A fare la differenza sono stati anche i tifosi. Sempre presenti, anche nella lontanissima trasferta di Cosenza. “Conosco la maturità di questa piazza. Vorrei che i tifosi non cambiassero mai: mi piacerebbe che anche l’anno prossimo si comportassero come in questo, non facendosi condizionare da quello che accade sempre in Italia. Magari tra 2,3,4 anni non saranno più soddisfatti di quello che facciamo, vorrei esortarli a mantenere sempre questo timbro perché se così sarà li differenzierà rispetto alle altre piazze. Loro sono differenti perché vengono da un’educazione, un’abitudine decennale di gente che ha lavorato tantissimo e ha fatto lavori di sacrificio e cooperazione, ce l’hanno nel DNA“.
Il DNA di Carrara
E qual è invece il DNA di Calabro? “Mi definisco un giovane allenatore. Sono sempre propenso a studiare, poi il mio staff mi permette di dedicarmi alla scrivania.
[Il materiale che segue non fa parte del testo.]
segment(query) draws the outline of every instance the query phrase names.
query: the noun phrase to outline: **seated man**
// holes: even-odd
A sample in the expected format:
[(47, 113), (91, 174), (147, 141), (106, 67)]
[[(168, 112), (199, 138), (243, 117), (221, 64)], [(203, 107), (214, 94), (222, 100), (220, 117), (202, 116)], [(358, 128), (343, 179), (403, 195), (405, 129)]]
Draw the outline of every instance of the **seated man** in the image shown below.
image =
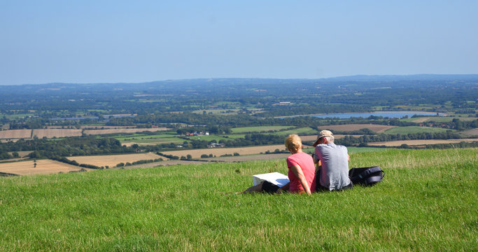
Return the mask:
[(316, 148), (314, 162), (317, 165), (317, 191), (342, 190), (352, 188), (349, 178), (347, 148), (334, 144), (334, 136), (329, 130), (318, 133), (313, 146)]
[[(251, 186), (241, 193), (263, 192), (278, 193), (282, 191), (310, 195), (316, 188), (316, 170), (314, 160), (310, 155), (302, 151), (302, 141), (296, 134), (289, 135), (284, 141), (284, 145), (290, 153), (287, 158), (287, 167), (289, 169), (288, 177), (290, 182), (279, 188), (279, 186), (265, 181)], [(241, 192), (239, 192), (241, 193)]]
Partendo dall’Eccellenza e avendo sempre improntato la mia carriera sulle vittorie dei campionati, ho sempre impostato le partite e gli allenamenti come fosse una questione di vita o di morte, con la rabbia e la cattiveria agonistica che spesso mi portavano allo scontro se qualcuno non la pensava come me“. Tra i modelli di Calabro c’è anche Inzaghi: “Lui e altri allenatori, anche stranieri, sono stati ospiti delle mie serate di studio“. La gestione del gruppo è oggi un tassello fondamentale del suo lavoro: “Se trovi un gruppo sano ti togli delle soddisfazioni, in altre situazioni no. Ma nei sei mesi lontano dalla panchina ho capito che non sempre è necessario arrivare allo scontro; ho imparato a gestire le sconfitte e le vicende negative in maniera diversa, trovando comunque qualcosa di positivo al loro interno. Non è sempre tutto cattivo“.
Uno dei romanzi preferiti di Calabro è “Il gabbiano Jonathan Livingston“, di Richard Bach. Racconta di un gabbiano che, andando contro le abitudini della sua specie, perfeziona la sua tecnica di volo realizzando la sua passione. Inizialmente sottovalutato e deriso da tutti nel suo stormo, centra il suo obiettivo con impegno e abnegazione. A Carrara, grazie anche al lavoro di Calabro, nessuno oserà più sottovalutare una squadra che, come il gabbiano del romanzo, ha imparato a spiccare il volo.